Phyllophora traillii

Scientific classification
- Domain: Eukaryota
- Clade: Archaeplastida
- Division: Rhodophyta
- Class: Florideophyceae
- Order: Gigartinales
- Family: Phyllophoraceae
- Genus: Phyllophora
- Species: P. traillii
- Binomial name: Phyllophora traillii Holmes ex Batters

= Phyllophora traillii =

- Genus: Phyllophora
- Species: traillii
- Authority: Holmes ex Batters

Species of alga

Phyllophora traillii is a small marine red alga.

==Description==
Phyllophora traillii is a small alga no more than 35 mm long. It grows from a small holdfast and a short stipe up to three mm long which spreads to a small flat blade which is oblong or with parallel sides. It branches once or twice. The fronds are formed with a compact medulla of large cells with a cortex of small cells in two or three layers.
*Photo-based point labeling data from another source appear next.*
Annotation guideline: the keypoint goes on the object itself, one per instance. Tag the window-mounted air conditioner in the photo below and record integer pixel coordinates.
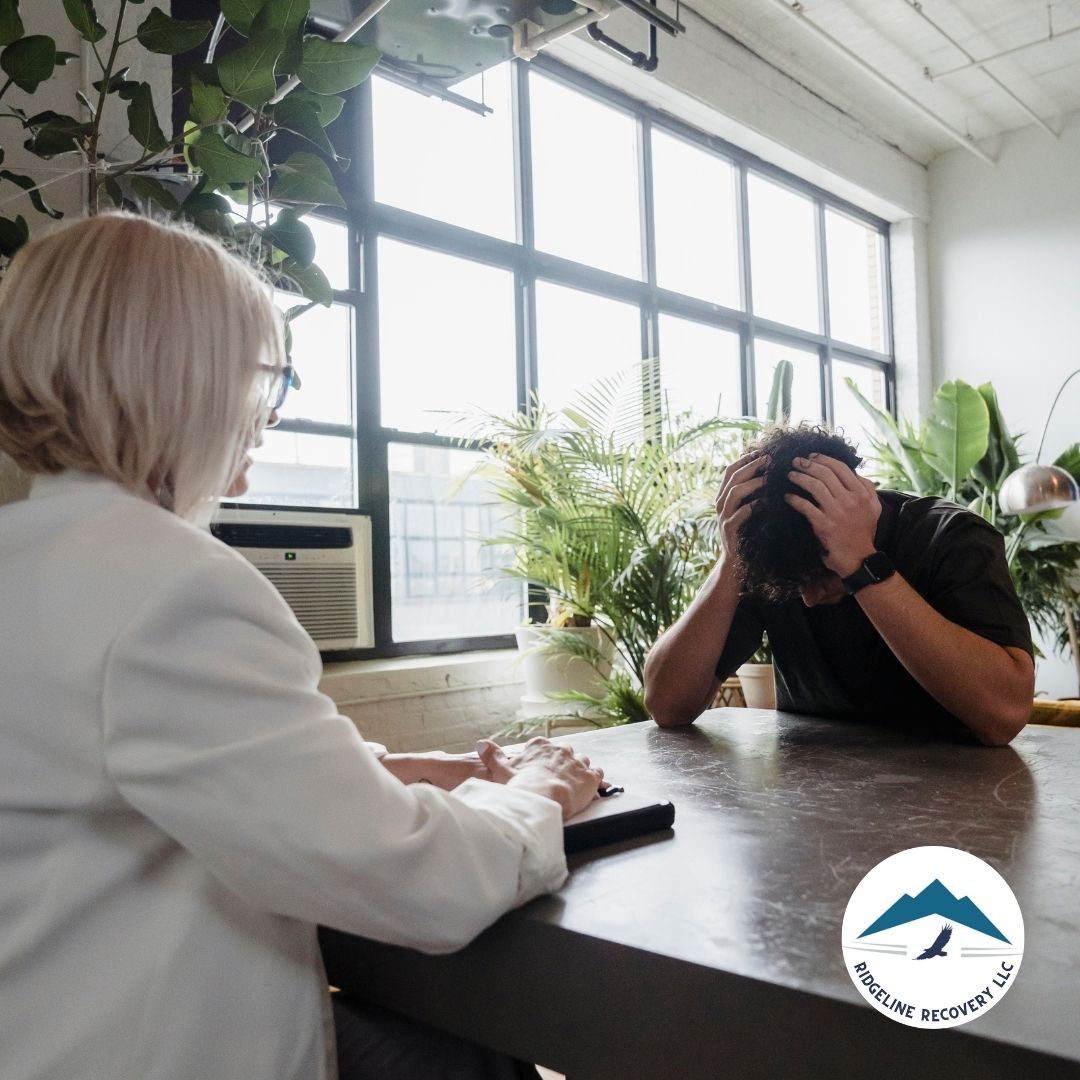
(320, 562)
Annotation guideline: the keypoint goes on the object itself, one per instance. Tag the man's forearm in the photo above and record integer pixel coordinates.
(680, 669)
(986, 686)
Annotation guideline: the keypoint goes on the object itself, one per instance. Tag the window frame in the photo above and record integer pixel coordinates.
(368, 220)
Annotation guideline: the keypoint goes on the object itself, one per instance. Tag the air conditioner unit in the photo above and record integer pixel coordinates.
(320, 562)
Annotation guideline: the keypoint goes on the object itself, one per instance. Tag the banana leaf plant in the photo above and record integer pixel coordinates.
(265, 82)
(963, 451)
(613, 518)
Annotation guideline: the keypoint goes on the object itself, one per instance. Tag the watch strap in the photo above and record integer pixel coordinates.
(874, 569)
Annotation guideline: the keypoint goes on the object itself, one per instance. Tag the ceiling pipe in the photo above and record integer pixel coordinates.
(917, 8)
(796, 11)
(997, 56)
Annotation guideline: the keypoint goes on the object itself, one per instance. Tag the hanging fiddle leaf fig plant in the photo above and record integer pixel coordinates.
(264, 77)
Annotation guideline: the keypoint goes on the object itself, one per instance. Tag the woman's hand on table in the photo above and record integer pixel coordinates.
(545, 768)
(436, 768)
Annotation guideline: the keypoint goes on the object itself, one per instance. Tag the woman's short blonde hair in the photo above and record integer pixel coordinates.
(136, 350)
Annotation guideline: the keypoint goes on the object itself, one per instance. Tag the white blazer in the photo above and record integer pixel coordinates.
(179, 806)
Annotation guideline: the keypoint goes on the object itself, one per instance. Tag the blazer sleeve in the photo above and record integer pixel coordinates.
(214, 729)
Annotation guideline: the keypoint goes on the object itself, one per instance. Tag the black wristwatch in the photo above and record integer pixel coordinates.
(875, 568)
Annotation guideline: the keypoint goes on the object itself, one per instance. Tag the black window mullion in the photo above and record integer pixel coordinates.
(824, 365)
(742, 208)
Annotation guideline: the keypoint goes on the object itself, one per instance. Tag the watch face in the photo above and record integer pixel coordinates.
(878, 566)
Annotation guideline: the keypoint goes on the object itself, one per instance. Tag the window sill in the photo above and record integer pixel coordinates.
(399, 677)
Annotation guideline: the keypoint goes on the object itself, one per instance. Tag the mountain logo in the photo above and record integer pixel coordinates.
(944, 907)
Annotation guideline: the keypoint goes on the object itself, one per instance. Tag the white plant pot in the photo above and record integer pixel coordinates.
(758, 686)
(547, 674)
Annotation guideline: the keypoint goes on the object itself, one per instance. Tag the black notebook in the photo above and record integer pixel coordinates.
(616, 818)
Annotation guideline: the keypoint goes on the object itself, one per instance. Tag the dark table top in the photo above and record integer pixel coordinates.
(715, 948)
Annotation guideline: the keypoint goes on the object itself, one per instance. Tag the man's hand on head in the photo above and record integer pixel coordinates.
(742, 481)
(842, 510)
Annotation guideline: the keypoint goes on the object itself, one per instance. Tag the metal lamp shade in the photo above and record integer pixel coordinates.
(1031, 488)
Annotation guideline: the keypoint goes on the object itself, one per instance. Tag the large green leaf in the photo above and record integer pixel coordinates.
(329, 106)
(333, 67)
(957, 432)
(1001, 457)
(220, 162)
(29, 61)
(779, 409)
(293, 237)
(306, 178)
(82, 16)
(208, 105)
(893, 440)
(29, 185)
(11, 25)
(300, 115)
(143, 120)
(161, 34)
(311, 282)
(240, 14)
(289, 17)
(247, 72)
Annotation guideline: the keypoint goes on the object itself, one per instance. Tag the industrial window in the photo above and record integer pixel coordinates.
(566, 232)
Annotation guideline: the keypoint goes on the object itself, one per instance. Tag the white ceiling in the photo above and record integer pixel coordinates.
(898, 39)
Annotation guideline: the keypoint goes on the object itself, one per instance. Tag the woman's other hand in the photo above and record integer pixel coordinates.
(545, 768)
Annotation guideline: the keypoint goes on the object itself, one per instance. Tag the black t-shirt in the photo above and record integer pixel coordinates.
(831, 661)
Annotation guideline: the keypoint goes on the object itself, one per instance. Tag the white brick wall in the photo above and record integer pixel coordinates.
(421, 703)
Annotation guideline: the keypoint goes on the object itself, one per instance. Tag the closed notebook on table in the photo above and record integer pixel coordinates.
(617, 818)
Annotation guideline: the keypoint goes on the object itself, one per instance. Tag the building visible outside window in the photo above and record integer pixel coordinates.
(462, 286)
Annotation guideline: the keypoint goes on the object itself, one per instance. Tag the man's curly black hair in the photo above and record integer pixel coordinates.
(775, 545)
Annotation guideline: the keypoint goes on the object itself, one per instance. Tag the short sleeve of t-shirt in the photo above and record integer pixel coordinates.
(743, 638)
(966, 578)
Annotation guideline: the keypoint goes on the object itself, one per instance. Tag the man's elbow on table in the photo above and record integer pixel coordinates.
(1001, 725)
(1004, 711)
(666, 713)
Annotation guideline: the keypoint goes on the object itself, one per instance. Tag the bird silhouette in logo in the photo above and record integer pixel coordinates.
(939, 946)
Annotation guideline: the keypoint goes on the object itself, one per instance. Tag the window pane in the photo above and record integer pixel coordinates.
(322, 354)
(847, 413)
(806, 379)
(302, 470)
(581, 338)
(855, 285)
(443, 161)
(696, 221)
(444, 582)
(446, 339)
(783, 255)
(584, 178)
(699, 368)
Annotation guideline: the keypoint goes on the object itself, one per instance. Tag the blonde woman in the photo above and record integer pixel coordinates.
(179, 806)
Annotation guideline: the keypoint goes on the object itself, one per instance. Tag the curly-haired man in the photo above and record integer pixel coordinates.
(879, 606)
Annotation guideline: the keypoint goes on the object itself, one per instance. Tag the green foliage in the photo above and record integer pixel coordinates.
(612, 520)
(964, 451)
(223, 145)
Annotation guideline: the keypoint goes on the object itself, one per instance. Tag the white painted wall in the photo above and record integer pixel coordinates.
(1004, 273)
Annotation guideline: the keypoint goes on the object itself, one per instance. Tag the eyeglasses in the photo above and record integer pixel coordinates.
(278, 383)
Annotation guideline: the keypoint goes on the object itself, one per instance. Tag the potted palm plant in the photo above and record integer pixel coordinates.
(963, 451)
(615, 524)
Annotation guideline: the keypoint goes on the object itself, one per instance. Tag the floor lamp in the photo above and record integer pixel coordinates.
(1036, 487)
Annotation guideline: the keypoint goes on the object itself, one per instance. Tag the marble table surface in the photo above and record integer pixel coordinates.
(714, 948)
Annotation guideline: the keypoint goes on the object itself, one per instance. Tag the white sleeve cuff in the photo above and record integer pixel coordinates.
(532, 821)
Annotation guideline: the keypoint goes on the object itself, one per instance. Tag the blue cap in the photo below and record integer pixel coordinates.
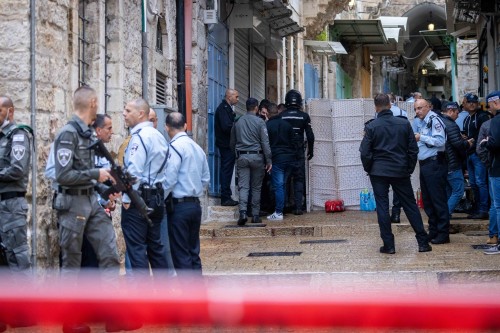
(450, 105)
(470, 97)
(493, 96)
Phyllophora traillii is named for George William Traill a Scottish phycologist and mineralogist.

==Habitat==
To be found growing on rock in the lower littoral into the sublittoral to a depth of 15 m.

==Reproduction==
The gametangial plants are dioecious, that is with separate male and female plants.

==Distribution==
Recorded from Great Britain, Ireland, Faeroes and the Atlantic coast of Europe from Sweden to France. Also from Canada and U.S.A.